Transactions on the stock market are unique because, in an exchange, transactions are mediated rather than occurring directly between two parties. The price of stocks is listed publicly for all to see and observe, and investors take decisions based on the prospectus (in the case of initial public offerings or IPOs) or the track record of earnings/potential earnings. An independent regulator like the Securities and Exchange Board of India (SEBI), ensures that investors have adequate information before they commit their funds to a particular portfolio, the basic assumption being that investors would like to maximise returns on their capital.
However, while the belief that capital always likes to perpetuate itself is substantially true, it is not the whole truth.

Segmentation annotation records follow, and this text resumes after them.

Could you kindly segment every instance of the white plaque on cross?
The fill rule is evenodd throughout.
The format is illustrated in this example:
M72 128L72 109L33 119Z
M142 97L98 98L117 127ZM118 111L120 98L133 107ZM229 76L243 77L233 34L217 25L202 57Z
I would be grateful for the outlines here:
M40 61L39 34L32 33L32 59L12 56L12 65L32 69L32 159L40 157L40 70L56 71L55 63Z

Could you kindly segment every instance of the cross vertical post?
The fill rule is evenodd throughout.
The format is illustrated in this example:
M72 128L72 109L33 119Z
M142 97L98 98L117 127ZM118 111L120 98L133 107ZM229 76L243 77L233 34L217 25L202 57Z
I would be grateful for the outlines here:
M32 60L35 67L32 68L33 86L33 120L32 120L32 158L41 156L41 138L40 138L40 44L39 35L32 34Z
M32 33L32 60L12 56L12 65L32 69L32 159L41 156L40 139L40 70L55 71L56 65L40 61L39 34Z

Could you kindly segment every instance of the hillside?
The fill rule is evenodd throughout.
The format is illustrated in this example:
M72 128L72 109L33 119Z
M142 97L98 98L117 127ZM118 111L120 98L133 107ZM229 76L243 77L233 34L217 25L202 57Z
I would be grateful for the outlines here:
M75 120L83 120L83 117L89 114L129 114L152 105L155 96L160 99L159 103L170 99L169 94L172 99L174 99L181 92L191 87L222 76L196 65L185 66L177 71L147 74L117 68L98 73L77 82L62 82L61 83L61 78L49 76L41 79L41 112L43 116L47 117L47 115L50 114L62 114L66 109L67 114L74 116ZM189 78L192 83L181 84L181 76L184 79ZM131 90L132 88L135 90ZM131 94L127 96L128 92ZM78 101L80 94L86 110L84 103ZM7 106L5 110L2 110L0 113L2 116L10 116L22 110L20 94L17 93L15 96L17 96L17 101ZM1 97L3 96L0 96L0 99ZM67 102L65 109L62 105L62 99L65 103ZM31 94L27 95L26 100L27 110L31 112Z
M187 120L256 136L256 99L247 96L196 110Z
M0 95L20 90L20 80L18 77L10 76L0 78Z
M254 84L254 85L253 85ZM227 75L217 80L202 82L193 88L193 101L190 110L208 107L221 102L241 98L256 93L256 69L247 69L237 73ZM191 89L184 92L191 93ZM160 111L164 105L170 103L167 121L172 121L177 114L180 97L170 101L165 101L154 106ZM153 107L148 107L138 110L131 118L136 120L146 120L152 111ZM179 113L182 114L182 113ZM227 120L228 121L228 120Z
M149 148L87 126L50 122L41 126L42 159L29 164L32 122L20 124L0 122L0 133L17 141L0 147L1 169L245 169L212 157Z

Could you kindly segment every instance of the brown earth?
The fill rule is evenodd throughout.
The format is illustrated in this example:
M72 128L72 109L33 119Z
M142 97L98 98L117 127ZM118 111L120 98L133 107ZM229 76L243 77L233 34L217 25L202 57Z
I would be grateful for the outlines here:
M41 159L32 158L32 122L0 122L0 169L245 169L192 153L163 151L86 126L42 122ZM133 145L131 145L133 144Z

After a certain threshold, both corporates and high-net-worth individuals (HNIs) wish to do something for society, and, in the process, leave a legacy by establishing institutions that prioritise public or social welfare. Traditionally, individuals and families endowed the religious establishments in their vicinity – the local temple, church, mosque or Gurudwara. This was followed by the establishment of educational centres, hospitals, museums and endowment funds to promote literature and the arts. Still others opted to address issues relating to gender, child rights, poverty alleviation, access to education, climate change mitigation and so on.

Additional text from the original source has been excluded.